A matrix with peripheral (TPH1, TDO, IDO) and central (TPH2, KMO) determinants may be considered the status quo for various comorbid medical/psychiatric conditions. For example, Cushing’s disease (in which the pituitary gland produces pathologically high ACTH levels, with ACTH signaling to the adrenal glands increasing cortisol production) and Cushing syndrome (caused by overuse of corticosteroid medications), increase vulnerability to depression because of peripheral TDO activation by cortisol. Conversely, drugs that suppress cortisol (e.g., cyproheptadine, sodium valproate, and bromocriptine) manage depressive states caused by peripheral TDO activation [66]. Patients with Crohn’s disease are often affected by depression. Crohn’s disease (also known as regional enteritis) is a type of inflammatory bowel disease that affects any part of the gastrointestinal tract from the mouth to the anus, and may be expressed as peripheral TPH1 dysfunction and IDO activation, induced by intestinal inflammation. Isoniazid is an organic compound that is the first-line medication for tuberculosis, and also a weak monoamine oxidase (MAO) inhibitor. The era of antidepressants started with this drug, which was accidentally found to have euphoric effects in patients with tuberculosis. Using this matrix, the effect of isoniazid may be expressed by IDO suppression (owing to reduced inflammation), central TPH2 suppression (via the MAO inhibitory effect, leading to negative feedback at the rate-limiting TPH2 step), and KMO suppression (owing to reduced inflammation, concomitant with IDO suppression). In this manner, the matrix of peripheral (TPH1, TDO, IDO) and central (TPH2, KMO) determinants can encompass comorbid medical/psychiatric conditions with a variety of symptoms and be a tool for thought experiments.

Testing the hypothesis

The technology to directly measure enzyme activity has not yet been developed, and the following experimental approaches are essential to empirically test TPH1 activities.

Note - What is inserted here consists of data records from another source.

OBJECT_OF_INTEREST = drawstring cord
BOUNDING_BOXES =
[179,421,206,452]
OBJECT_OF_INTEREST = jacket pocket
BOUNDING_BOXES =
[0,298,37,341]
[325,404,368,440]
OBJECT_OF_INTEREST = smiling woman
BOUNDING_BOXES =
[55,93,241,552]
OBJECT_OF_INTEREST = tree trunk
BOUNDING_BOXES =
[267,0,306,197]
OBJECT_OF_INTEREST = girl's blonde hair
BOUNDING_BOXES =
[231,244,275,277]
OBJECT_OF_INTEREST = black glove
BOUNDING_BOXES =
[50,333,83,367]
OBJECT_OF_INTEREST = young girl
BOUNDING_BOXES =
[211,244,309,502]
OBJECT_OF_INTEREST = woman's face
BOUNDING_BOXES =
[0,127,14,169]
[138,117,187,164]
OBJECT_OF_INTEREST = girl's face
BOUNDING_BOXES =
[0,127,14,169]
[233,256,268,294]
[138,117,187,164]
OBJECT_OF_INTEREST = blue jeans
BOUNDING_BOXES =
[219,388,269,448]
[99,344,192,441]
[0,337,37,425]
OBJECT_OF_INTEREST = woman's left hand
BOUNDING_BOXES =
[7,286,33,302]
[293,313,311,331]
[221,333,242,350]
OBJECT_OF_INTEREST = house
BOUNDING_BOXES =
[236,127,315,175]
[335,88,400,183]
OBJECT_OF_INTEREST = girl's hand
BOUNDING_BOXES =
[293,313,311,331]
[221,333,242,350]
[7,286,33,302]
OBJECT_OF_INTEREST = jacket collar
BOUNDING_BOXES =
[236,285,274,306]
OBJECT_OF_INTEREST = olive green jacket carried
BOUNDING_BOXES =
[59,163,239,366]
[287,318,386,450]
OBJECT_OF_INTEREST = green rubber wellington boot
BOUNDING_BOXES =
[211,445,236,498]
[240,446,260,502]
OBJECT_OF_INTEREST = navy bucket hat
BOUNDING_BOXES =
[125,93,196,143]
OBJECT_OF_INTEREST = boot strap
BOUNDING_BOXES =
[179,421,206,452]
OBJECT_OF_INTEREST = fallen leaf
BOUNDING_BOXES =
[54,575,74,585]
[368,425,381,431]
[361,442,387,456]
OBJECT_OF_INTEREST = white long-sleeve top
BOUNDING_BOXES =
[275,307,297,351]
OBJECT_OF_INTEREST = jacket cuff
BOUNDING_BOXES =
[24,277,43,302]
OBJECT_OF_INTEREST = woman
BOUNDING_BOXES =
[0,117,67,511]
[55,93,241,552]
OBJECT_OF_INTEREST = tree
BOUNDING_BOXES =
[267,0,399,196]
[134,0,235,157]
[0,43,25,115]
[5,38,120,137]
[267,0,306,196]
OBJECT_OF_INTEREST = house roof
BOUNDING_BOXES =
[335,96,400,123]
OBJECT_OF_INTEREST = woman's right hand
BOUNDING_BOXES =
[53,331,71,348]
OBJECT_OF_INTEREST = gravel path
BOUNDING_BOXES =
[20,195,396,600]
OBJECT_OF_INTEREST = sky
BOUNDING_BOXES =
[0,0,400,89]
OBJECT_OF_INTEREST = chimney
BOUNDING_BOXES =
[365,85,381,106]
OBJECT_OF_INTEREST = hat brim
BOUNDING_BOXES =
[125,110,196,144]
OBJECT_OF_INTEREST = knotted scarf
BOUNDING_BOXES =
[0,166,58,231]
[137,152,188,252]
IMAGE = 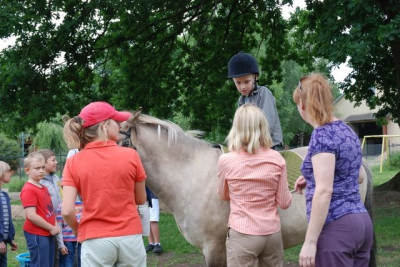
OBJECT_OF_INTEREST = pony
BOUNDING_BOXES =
[119,110,372,266]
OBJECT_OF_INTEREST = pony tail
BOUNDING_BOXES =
[306,74,334,125]
[63,116,86,152]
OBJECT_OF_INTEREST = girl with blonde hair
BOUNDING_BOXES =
[293,74,373,267]
[218,104,292,267]
[61,102,146,267]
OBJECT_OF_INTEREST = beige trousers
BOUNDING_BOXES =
[226,228,283,267]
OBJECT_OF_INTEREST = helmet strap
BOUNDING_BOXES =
[253,74,258,90]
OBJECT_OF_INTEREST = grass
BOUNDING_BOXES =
[371,165,399,186]
[4,170,400,267]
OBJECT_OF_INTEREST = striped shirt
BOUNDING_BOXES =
[56,201,83,242]
[0,193,10,240]
[218,149,292,235]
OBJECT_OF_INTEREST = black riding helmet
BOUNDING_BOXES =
[228,52,259,78]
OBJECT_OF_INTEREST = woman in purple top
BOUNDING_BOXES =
[293,74,373,267]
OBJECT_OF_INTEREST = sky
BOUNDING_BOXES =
[0,0,352,82]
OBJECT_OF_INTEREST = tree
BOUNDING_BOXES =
[0,132,22,170]
[291,0,400,125]
[0,0,291,138]
[31,122,68,153]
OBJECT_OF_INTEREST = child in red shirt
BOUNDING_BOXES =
[20,152,60,267]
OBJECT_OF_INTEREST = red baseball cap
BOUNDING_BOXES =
[79,102,131,128]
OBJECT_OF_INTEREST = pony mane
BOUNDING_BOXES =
[135,114,211,147]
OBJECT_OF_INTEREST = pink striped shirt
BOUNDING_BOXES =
[218,149,292,235]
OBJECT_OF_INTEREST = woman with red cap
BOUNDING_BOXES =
[62,102,146,267]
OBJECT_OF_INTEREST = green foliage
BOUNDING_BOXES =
[0,0,291,138]
[31,122,68,153]
[291,0,400,126]
[0,132,22,170]
[8,178,26,192]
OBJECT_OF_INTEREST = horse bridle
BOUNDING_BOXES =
[119,127,137,150]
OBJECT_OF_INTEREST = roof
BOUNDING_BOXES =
[344,113,376,122]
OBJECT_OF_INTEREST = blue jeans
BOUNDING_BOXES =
[24,231,55,267]
[59,241,81,267]
[0,251,7,267]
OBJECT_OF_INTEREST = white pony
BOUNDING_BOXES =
[120,111,372,266]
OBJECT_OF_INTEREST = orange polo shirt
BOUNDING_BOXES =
[218,149,292,235]
[62,141,146,242]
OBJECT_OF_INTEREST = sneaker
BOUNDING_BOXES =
[146,244,154,253]
[153,244,162,253]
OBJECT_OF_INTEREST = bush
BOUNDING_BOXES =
[0,132,21,170]
[7,177,26,192]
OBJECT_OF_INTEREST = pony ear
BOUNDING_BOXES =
[129,107,142,125]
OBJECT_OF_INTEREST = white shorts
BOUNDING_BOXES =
[138,201,150,236]
[150,198,160,222]
[81,235,147,267]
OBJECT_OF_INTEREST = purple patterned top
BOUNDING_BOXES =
[301,121,367,225]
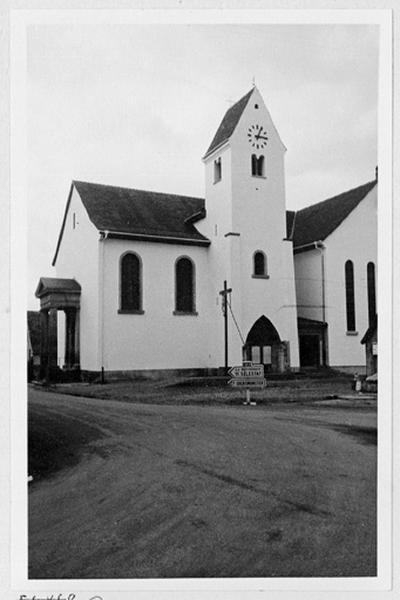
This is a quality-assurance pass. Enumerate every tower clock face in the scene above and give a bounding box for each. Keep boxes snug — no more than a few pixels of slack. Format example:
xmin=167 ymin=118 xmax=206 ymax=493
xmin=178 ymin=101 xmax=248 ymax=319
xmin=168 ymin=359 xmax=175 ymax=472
xmin=247 ymin=125 xmax=268 ymax=150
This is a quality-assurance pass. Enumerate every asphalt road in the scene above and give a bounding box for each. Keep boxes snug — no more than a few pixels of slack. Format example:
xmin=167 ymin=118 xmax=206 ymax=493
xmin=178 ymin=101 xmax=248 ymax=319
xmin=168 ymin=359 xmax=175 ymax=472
xmin=29 ymin=390 xmax=376 ymax=579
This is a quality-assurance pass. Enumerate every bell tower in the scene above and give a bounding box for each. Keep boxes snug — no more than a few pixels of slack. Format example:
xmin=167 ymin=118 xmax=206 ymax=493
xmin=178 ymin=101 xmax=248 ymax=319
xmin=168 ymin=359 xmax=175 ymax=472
xmin=198 ymin=86 xmax=298 ymax=368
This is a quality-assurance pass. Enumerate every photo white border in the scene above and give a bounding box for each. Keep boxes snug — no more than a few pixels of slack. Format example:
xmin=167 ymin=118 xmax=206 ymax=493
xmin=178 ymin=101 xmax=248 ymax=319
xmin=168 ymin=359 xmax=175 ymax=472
xmin=10 ymin=9 xmax=393 ymax=600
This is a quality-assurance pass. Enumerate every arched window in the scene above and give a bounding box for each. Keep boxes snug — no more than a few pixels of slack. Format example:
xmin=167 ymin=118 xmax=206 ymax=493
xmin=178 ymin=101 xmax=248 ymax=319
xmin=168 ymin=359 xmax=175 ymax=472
xmin=367 ymin=262 xmax=376 ymax=325
xmin=120 ymin=252 xmax=142 ymax=312
xmin=251 ymin=154 xmax=265 ymax=177
xmin=214 ymin=157 xmax=222 ymax=183
xmin=253 ymin=250 xmax=268 ymax=277
xmin=175 ymin=257 xmax=196 ymax=314
xmin=344 ymin=260 xmax=356 ymax=331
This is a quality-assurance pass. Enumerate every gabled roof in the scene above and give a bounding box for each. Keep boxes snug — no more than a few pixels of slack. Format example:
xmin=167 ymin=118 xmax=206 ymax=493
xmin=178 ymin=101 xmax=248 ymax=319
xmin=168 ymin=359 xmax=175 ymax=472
xmin=293 ymin=180 xmax=377 ymax=249
xmin=204 ymin=88 xmax=255 ymax=158
xmin=52 ymin=181 xmax=210 ymax=265
xmin=35 ymin=277 xmax=81 ymax=298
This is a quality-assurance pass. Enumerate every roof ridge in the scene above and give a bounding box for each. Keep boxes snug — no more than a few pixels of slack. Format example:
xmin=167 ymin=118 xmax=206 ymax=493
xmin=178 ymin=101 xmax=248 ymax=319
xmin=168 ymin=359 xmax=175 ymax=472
xmin=72 ymin=179 xmax=204 ymax=200
xmin=294 ymin=179 xmax=377 ymax=215
xmin=293 ymin=179 xmax=377 ymax=251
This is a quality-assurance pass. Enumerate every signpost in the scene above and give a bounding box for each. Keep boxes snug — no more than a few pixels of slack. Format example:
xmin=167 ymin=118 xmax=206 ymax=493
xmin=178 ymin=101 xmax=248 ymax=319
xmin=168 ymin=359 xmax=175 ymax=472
xmin=228 ymin=362 xmax=267 ymax=406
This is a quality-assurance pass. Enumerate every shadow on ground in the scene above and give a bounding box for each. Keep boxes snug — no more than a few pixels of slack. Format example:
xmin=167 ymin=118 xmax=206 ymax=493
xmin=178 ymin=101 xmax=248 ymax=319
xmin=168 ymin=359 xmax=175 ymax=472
xmin=28 ymin=409 xmax=103 ymax=482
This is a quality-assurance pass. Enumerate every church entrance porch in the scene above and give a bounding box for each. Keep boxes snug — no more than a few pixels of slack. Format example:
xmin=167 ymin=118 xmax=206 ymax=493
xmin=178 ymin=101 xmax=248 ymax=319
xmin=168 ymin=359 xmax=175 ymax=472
xmin=297 ymin=317 xmax=327 ymax=369
xmin=243 ymin=315 xmax=290 ymax=373
xmin=35 ymin=277 xmax=81 ymax=381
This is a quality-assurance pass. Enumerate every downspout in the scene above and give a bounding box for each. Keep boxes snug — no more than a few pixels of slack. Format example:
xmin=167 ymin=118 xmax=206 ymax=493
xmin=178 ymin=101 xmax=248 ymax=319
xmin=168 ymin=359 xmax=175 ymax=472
xmin=314 ymin=240 xmax=327 ymax=367
xmin=99 ymin=231 xmax=109 ymax=383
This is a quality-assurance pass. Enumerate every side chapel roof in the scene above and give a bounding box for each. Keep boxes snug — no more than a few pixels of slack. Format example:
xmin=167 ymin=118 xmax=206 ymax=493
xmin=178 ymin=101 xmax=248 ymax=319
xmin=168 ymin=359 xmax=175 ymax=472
xmin=292 ymin=180 xmax=377 ymax=248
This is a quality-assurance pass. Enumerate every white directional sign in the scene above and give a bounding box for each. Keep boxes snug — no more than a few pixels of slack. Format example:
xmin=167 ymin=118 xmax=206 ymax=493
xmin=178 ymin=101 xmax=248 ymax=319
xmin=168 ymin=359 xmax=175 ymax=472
xmin=229 ymin=365 xmax=264 ymax=377
xmin=228 ymin=377 xmax=267 ymax=389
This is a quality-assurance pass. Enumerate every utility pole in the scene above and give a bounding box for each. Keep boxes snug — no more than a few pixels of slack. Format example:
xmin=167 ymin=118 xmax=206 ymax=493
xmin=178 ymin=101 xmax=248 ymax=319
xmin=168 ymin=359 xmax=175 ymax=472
xmin=220 ymin=279 xmax=232 ymax=375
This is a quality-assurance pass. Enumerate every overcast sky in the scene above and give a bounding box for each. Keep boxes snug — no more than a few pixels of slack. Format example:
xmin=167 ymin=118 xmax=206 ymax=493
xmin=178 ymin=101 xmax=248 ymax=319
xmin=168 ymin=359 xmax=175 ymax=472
xmin=27 ymin=25 xmax=378 ymax=308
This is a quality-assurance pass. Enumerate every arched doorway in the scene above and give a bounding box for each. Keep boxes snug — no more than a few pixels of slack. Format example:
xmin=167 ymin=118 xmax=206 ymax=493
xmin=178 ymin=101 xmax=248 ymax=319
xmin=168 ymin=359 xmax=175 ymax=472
xmin=243 ymin=315 xmax=288 ymax=372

  • Collecting (through biopsy or autopsy) and comparing intestinal 5-HTP cells from patients with major depression and a normal control group.

  • Monitoring serum and urinary 5-HTP will be useful to match levels to different phases of major depression.

The second study will assume compensatory TPH2 activities for major depression through cerebrospinal fluid (CSF) levels of the 5-HT metabolite, 5-hydroxyindoleacetic acid.

The following experimental approaches are essential to empirically test TDO and IDO activities.

  • Observing relative increases in plasma or salivary cortisol, and cytokine levels induced by inflammation, and determining the effect on subsequent depression development.

The second study will assume KMO activities for major depression through CSF QUIN levels.

To test this classification, it is necessary to further analyze genetic and enzymatic involvement, and examine consistency in diverse mental disorders. This classification can be regarded as provisional until it has been verified or disproved by satisfactory evidence of changes in metabolites, or ratios between metabolites, as biomarkers. If contradictory classifications are reported, this classification will be rejected.

Summary

The linked tryptophan–5-HT and tryptophan–kynurenine pathways represent a major junction between gene-environment interactions. The described etiological classification expressed by peripheral (TPH1, TDO, IDO) and central (TPH2, KMO) enzymes allows depression to be viewed as a clear box with the inner components, or logic, available for appropriate individualized inspection and treatment.